David sat hunched on the sofa in his living room. When he went to throw away the wrapping of his sandwiches, he noticed he didn’t have any garbage bags. He tore a page out of his notebook and wrote down: “garbage bags.” He would make up a list of all that was missing. And tomorrow he would go shopping.

Happiness is a question of attitude, he thought. London was a wonderful city, so everyone always said. He would go out to concerts, to films, to musicals. He would meet people. He had already begun to strike up a relationship with Rosemary. He would call her tomorrow. And maybe he would get to meet the Japanese woman in the next-door apartment. It occurred to him that she might not live alone. The thought cast him down.

He went into the kitchen, to make himself some tea. He opened all the cupboards. Then he wrote down on his shopping list: teabags. And followed that with: coffee, coffee filters, sugar, cream. And then: food.

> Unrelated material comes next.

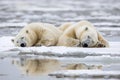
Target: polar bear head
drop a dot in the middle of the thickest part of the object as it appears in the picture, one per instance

Tomorrow he would visit Greenwich, which was what his boss had recommended.

When David woke up the next morning, it was already past ten o’clock. He was trying to bang on the alarm clock until he realized that the ringing was coming from the telephone. It was Rosemary. She asked if he had started to get acclimatized yet. She hadn’t woken him, she hoped. He had been out on the balcony, said David, and hadn’t heard the ringing.

Rosemary said she could come over if he liked, and show him the area. Shops and restaurants. David thanked her. He was sure he could manage. It really wasn’t any trouble, Rosemary said. She wasn’t doing anything. She hated weekends.

“I was going to go to Greenwich,” said David.

“Lovely,” said Rosemary, “the meridian. You can stand astride the line, with your legs in different hemispheres.”

The best thing to do was to take the light railway to the southernmost tip of the peninsula, and from there take the Foot Tunnel under the Thames. If he liked, she could show him. He said, thank you, that was fine.